Michael Torrie torriem at gmail.com
Mon Dec 5 22:46:22 EST 2016


On 12/05/2016 08:27 PM, Wildman via Python-list wrote:
> On Mon, 05 Dec 2016 18:25:58 -0700, Michael Torrie wrote:
> 
>> I think Python is a good choice for such a utility, but I agree it is
>> much better to rely on these external utilities as children to do the
>> platform-dependent work, rather than try to re-implement everything in
>> Python.  A long time ago I wrote a simple wrapper to Popen that would
>> run a command and return the standard out and standard error to me.
> 
> My rational is that all Linux distros are not created equal.
> One comes with one certain set of utilities and another can
> have different ones.  I can't always depend on a given
> utility being there.  And there is not way to know the
> names of same utility across all distros.  This is especially
> a problem when comparing .rpm with .deb based distros.
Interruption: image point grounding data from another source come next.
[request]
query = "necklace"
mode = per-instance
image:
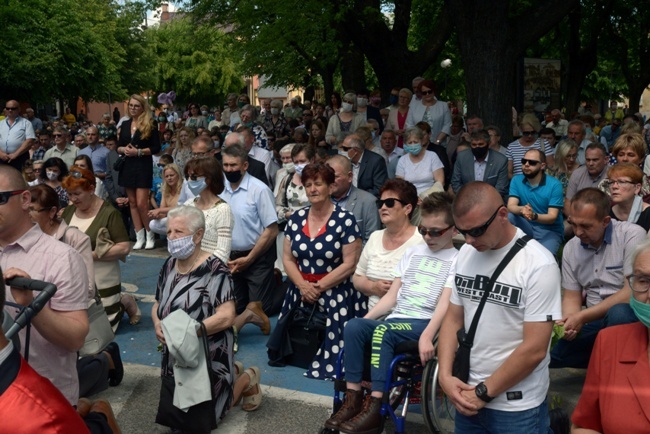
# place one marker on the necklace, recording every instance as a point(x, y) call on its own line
point(178, 268)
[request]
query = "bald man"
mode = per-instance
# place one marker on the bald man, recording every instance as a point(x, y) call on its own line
point(509, 358)
point(16, 136)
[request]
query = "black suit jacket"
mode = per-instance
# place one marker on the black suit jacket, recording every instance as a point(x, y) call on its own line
point(372, 173)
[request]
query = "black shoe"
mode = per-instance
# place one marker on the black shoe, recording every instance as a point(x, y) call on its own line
point(115, 375)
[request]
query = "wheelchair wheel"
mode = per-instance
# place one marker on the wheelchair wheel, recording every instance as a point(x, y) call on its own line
point(437, 409)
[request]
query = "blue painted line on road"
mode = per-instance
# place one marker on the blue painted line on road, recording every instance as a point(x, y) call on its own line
point(139, 344)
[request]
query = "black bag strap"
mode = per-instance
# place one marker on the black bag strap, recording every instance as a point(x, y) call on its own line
point(520, 244)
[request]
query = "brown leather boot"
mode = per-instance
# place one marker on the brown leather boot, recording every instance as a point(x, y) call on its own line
point(369, 421)
point(350, 408)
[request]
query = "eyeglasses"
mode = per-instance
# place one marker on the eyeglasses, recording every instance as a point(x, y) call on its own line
point(5, 195)
point(525, 161)
point(433, 233)
point(390, 202)
point(639, 283)
point(618, 182)
point(479, 230)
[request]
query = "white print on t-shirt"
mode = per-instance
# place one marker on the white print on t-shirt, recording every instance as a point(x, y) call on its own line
point(472, 287)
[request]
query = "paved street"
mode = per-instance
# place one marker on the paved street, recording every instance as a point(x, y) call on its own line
point(291, 404)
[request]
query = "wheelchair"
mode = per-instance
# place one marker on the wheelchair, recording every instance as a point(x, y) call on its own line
point(410, 382)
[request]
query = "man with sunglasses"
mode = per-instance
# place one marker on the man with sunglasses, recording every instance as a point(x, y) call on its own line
point(508, 375)
point(536, 202)
point(60, 329)
point(16, 136)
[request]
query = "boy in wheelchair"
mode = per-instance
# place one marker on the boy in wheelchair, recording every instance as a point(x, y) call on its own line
point(420, 296)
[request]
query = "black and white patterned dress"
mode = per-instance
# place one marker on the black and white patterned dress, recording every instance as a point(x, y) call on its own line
point(199, 293)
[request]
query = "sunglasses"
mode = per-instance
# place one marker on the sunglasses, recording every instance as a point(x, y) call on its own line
point(433, 233)
point(390, 202)
point(5, 195)
point(479, 230)
point(525, 161)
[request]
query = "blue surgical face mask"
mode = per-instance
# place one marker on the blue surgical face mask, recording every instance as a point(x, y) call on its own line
point(413, 148)
point(641, 310)
point(197, 186)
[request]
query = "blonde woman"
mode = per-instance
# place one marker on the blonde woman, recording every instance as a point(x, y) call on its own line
point(171, 191)
point(138, 141)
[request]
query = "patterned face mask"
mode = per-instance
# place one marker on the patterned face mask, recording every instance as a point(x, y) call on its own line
point(181, 248)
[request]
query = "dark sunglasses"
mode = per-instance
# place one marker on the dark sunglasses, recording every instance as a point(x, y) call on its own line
point(525, 161)
point(479, 230)
point(433, 233)
point(5, 195)
point(390, 202)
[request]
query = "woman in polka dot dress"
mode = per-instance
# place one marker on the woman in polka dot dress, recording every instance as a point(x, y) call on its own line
point(321, 249)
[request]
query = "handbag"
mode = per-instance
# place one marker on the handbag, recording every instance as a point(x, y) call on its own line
point(200, 418)
point(100, 332)
point(306, 334)
point(119, 163)
point(460, 368)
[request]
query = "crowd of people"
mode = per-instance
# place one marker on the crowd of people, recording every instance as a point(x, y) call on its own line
point(358, 204)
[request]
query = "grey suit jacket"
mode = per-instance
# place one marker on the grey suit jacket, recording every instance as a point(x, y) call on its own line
point(496, 172)
point(364, 208)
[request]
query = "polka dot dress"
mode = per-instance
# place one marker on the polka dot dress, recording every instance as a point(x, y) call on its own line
point(318, 255)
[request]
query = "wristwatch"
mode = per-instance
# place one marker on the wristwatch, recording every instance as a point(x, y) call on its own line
point(481, 392)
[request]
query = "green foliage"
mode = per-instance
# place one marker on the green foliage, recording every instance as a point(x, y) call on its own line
point(196, 60)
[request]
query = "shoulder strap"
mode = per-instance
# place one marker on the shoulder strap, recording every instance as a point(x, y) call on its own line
point(520, 244)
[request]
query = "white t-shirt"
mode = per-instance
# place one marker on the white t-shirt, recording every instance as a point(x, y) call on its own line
point(419, 174)
point(528, 290)
point(378, 263)
point(424, 274)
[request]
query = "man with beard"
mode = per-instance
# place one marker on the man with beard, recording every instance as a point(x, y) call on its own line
point(535, 202)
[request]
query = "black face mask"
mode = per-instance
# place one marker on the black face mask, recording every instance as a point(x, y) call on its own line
point(233, 177)
point(480, 152)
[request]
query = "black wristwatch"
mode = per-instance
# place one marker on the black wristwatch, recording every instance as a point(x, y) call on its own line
point(481, 392)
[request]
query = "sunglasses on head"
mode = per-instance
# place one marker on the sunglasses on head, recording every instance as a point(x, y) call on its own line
point(479, 230)
point(390, 202)
point(433, 233)
point(5, 195)
point(525, 161)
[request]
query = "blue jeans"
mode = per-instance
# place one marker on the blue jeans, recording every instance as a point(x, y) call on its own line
point(576, 353)
point(488, 421)
point(384, 336)
point(546, 237)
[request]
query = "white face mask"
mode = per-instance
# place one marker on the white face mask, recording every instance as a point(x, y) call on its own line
point(289, 167)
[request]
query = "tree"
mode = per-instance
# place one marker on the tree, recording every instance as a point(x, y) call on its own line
point(492, 37)
point(196, 60)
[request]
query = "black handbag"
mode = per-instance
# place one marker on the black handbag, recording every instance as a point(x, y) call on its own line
point(200, 418)
point(119, 163)
point(460, 368)
point(306, 333)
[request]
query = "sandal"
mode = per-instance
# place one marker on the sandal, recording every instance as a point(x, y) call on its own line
point(252, 402)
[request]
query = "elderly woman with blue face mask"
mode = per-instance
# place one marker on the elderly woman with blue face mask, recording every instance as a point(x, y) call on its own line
point(616, 392)
point(197, 282)
point(420, 167)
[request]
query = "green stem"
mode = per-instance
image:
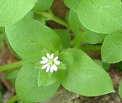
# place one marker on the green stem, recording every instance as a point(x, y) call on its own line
point(13, 99)
point(91, 47)
point(51, 16)
point(11, 66)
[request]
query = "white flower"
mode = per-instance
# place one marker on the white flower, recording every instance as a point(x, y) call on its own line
point(50, 62)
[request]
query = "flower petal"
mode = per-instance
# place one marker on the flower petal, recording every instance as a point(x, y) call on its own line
point(56, 58)
point(48, 55)
point(48, 68)
point(52, 56)
point(43, 62)
point(57, 62)
point(44, 59)
point(53, 68)
point(45, 66)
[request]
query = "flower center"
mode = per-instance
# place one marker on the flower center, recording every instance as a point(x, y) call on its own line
point(51, 61)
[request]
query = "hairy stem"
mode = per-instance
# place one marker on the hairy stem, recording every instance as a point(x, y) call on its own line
point(51, 16)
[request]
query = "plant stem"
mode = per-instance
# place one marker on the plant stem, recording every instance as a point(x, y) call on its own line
point(51, 16)
point(11, 66)
point(13, 99)
point(91, 47)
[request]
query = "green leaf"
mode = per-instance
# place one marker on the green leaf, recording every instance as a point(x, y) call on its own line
point(112, 48)
point(0, 97)
point(11, 74)
point(84, 76)
point(120, 89)
point(72, 4)
point(27, 85)
point(1, 36)
point(44, 79)
point(43, 5)
point(29, 38)
point(82, 33)
point(101, 16)
point(12, 11)
point(63, 96)
point(65, 37)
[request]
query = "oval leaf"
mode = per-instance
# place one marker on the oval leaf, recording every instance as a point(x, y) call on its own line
point(27, 85)
point(112, 48)
point(12, 11)
point(101, 16)
point(120, 89)
point(82, 33)
point(43, 5)
point(84, 76)
point(29, 38)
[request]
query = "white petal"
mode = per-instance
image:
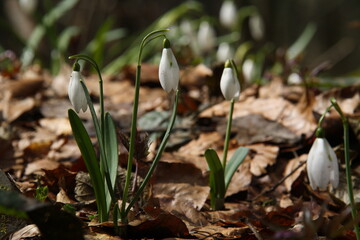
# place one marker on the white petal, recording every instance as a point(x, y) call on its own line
point(224, 52)
point(76, 92)
point(256, 26)
point(169, 73)
point(322, 166)
point(229, 85)
point(206, 37)
point(228, 14)
point(248, 70)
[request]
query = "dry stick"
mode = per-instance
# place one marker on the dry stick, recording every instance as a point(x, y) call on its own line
point(253, 229)
point(280, 182)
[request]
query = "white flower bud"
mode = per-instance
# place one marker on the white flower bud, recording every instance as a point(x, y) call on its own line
point(169, 73)
point(228, 14)
point(76, 92)
point(248, 70)
point(224, 52)
point(256, 26)
point(229, 84)
point(322, 165)
point(206, 37)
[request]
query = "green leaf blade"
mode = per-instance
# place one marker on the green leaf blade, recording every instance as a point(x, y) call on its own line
point(233, 164)
point(111, 152)
point(217, 183)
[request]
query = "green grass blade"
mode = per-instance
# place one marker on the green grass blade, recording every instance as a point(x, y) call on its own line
point(88, 153)
point(217, 183)
point(233, 164)
point(111, 151)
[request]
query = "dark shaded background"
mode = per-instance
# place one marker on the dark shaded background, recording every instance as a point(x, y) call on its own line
point(337, 37)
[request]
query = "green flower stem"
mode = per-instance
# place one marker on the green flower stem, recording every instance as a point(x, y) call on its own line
point(348, 167)
point(98, 133)
point(158, 155)
point(323, 115)
point(133, 124)
point(102, 111)
point(228, 132)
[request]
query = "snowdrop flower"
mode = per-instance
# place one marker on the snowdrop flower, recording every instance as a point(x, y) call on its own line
point(76, 92)
point(224, 52)
point(228, 14)
point(322, 164)
point(229, 83)
point(248, 70)
point(256, 26)
point(206, 37)
point(169, 73)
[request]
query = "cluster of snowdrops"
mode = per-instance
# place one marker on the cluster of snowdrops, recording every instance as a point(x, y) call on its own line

Well this is a problem regardless of which scripting language you choose
and the solutions will be the same.

> In cases where I have to use an external program, I mean in
> cases where there is no apparent Python solution, I check
> for the existence of that program and just skip over that
> section of the code if it is not found.

Sure. That's probably reasonable.

> 
> BTW here is a link for the Bash script I mentioned in case
> you would like to take a look at it.  The guy who wrote
> it had only been learning Bash for a few months.  Not bad.
> I have tried to tweak an interest in him for Python but
> he sticks with Bash.  He says that is the best language
> for programming on Linux and he is not interested in GUI
> programming.
> 
> https://github.com/marek-novotny/linfo

That all depends on what he's programming. For anything a user interacts
with, Bash is a pretty poor tool.  But Bash is really good at
shell-scripting system tasks.  It treats external commands as
first-class entities, and process control and I/O piping is integrated
into the syntax of the language.  On the other hand, Python is a good
language but it's not particularly well suited to shell scripting
(wasn't designed for that purpose), though it does have some facilities
like generators that make certain forms of system programming really
slick. In short they overlap in purpose, but they aren't good at the
same things.  However when a bash script gets too long, I'll often
switch to Python, using my run wrapper and generator filters to process
the output of external commands.

Personally for a script of this type, I'd probably stick with Bash
myself. Which by the way is what inxi is written in.